A quadriplegic person is in receipt of state-funded care and accommodation, those costs being met in equal shares by his local authority and PCT. The financial value of this support equates to a figure in excess of £1m for life. He suffers an additional injury as a consequence of negligent medical treatment, which leads to increased and more specialist care needs. The value of these additional needs for life is £500,000. However, on receipt of damages at that level, he will lose his entitlement to the pre-existing state-funded care and accommodation. There is a possible solution, which is the use of a personal injury trust, but by placing his damages into a trust he loses the ability to spend the money on what he chooses (the prerogative of all claimants who have capacity to manage their own affairs). This makes this option unattractive.

Should the tortfeasor be responsible for paying the £1m to meet pre-existing care needs as well as £500,000 damages for the increased care need, thereby trebling liability?

Scenario 2

A patient is rendered hemiplegic and unable to manage her own affairs as a result of negligent medical treatment. Pending settlement of her claim, she arranges for her local authority and PCT to meet her care needs. These are met by direct payments of £200 per week, which are used to fund independent carers.
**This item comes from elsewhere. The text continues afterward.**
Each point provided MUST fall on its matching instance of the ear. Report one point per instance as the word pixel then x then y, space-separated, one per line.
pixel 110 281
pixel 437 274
On receipt of damages she remains entitled to claim £200 per week as her damages are lodged with the Court of Protection and are ignored for means-tested benefits.

Should the claimant be entitled to claim damages from the compensator, her local NHS Trust, to meet her care needs in full and still claim the £200 per week from the local authority and PCT towards her ongoing care because she remains entitled to do so?

No doubt the answer will become clearer as the current string of case law develops. In the meantime, local authorities and PCTs should not regard their liability as ending when damages are paid and may choose in the future to be joined into the proceedings as an interested party. In many recent cases, they will continue to face applications to make direct payments or other provision for the claimant's lifetime.